Difference between revisions of "SMILA/Project Concepts/ID Concept"

Latest revision as of 10:37, 17 June 2009

Description

The purpose of an ID is to identify an object in the system. What is an object in SMILA?

simple case: a single document
what about compounds?
- archive files, e.g. ZIPs
- Big documents that should be indexed by page or by section

SMILA objects have a life cycle
- creation in crawler or agent
- enrichment, splitting, merging (possible?) during processing in SMILA
- persisting in storages (possibly in different states of procesing) or indexes (usually at the end, but also possibly multiple times).
- process is repeated, when object source changes (index update) -> new object must have same object ID.
- using the ID it must be possible to refer to the source object.

Discussion

Technical proposal

Definition of concepts:

data source: a single location providing access to a colletion of data. (web server, file system, database, CMS, ...). Data is read from a data source using crawler/agents. A data source must have an unique source ID within SMILA to refer to it without having to deal with the technical details of access.

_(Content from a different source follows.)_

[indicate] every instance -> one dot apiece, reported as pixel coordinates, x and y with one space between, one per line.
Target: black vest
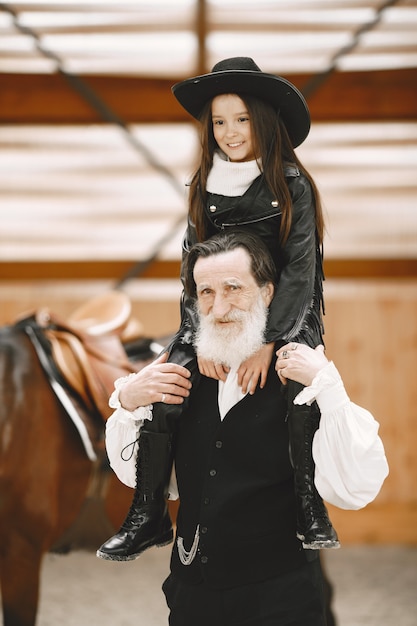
236 481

source object: entity in data source. A crawler/agent can create multiple SMILA objects from a single object source (e.g. by extracting files from a ZIP archive). A source object can be identified with respect to its data source using a relatively simple key (URL, path, primary key, ...)

record: an entity representing a complete source object or a part of an source object to be processed by SMILA.
- Can be split into multiple records.
- Multiple records referring to different parts of the same source object can be merged again? Could be useful to split really large documents, process them section by section and merge the results again.
- Can be written to storages or indexes.
- Can be read from a storage in order to redo the rest of the processing (e.g. to

rebuild an index after ontology changes).

Record ID design

A Record ID must contain and it must be able to extract:

data source ID
key of source object in data source, relative to the definitions of the data source

These must be provided by the crawler/agent.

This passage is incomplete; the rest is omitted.